Wednesday, February 11, 2015
The blogger with their books
Have a picture:
[image is Kit balancing one book and holding two: Exile and Pride by Eli Clare, On Our Own by Judi Chamberlin, and Loud Hands: Autistic People, Speaking]
Exile and Pride pt. 3
This is the last one ascribed to a specific subsection, "Mountain." The posts will be fewer and describing more of her poetic aspects of it, unless I feel something warrants a post.
III. Home
The
body is a home. She will never find home on the mountain. Disabled
people will not find home on that mountain, that mountain that is
booby-trapped into never reaching what people say they want us to
reach. We have multiple mountains and none are homes.
She
calls her body disabled, violated, white, queer, and describes them
all as home.
The
body is a home, but only if “understood that bodies are never
singular” – we are shaped by people and our reactions and we
“need the bodies of trees” – the trees that gave her refuge –
queer bodies and disabled bodies – she could not live without them
(Clare, 9). And we can't live without each other. We are disabled and
we need each other.
The
body is a home, only if it is “understood that place and community
and culture burrow deep into our bones.” (Clare, 10). We are shaped
by culture and community and we need culture and community. We need a
disabled culture. Our bodies and minds are different, and we have a
culture.
The
body as home, only if it is understood that “language too lives
under the skin” and can “mark between self-hatred and pride.”
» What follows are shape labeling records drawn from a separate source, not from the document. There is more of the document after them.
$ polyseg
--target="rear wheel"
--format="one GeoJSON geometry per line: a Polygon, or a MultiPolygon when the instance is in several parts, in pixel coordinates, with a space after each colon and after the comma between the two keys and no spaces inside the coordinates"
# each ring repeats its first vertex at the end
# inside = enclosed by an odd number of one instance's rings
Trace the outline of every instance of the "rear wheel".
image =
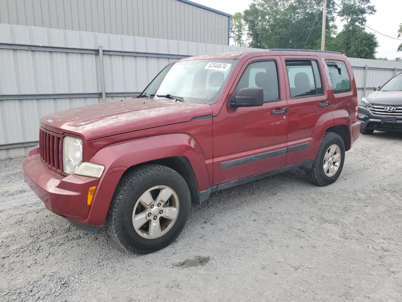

(Clare, 11) We can be called these things, we can be insulted for
disability and queerness and what have you, but we can reclaim. We
can call ourselves these things with pride, take it back.
The
body as home, only if it is understood that it “can be stolen, fed
lies and poison.” (Clare, 12) We can be told that we will not
amount to anything, that our lives are not worth living, that we
cannot live with our own sense of dignity and must ascribe to others'
concept of our dignity.
The
body as home, if it is understood that it can be stolen, but
“reclaimed.” (Clare, 12) We can. We can reclaim.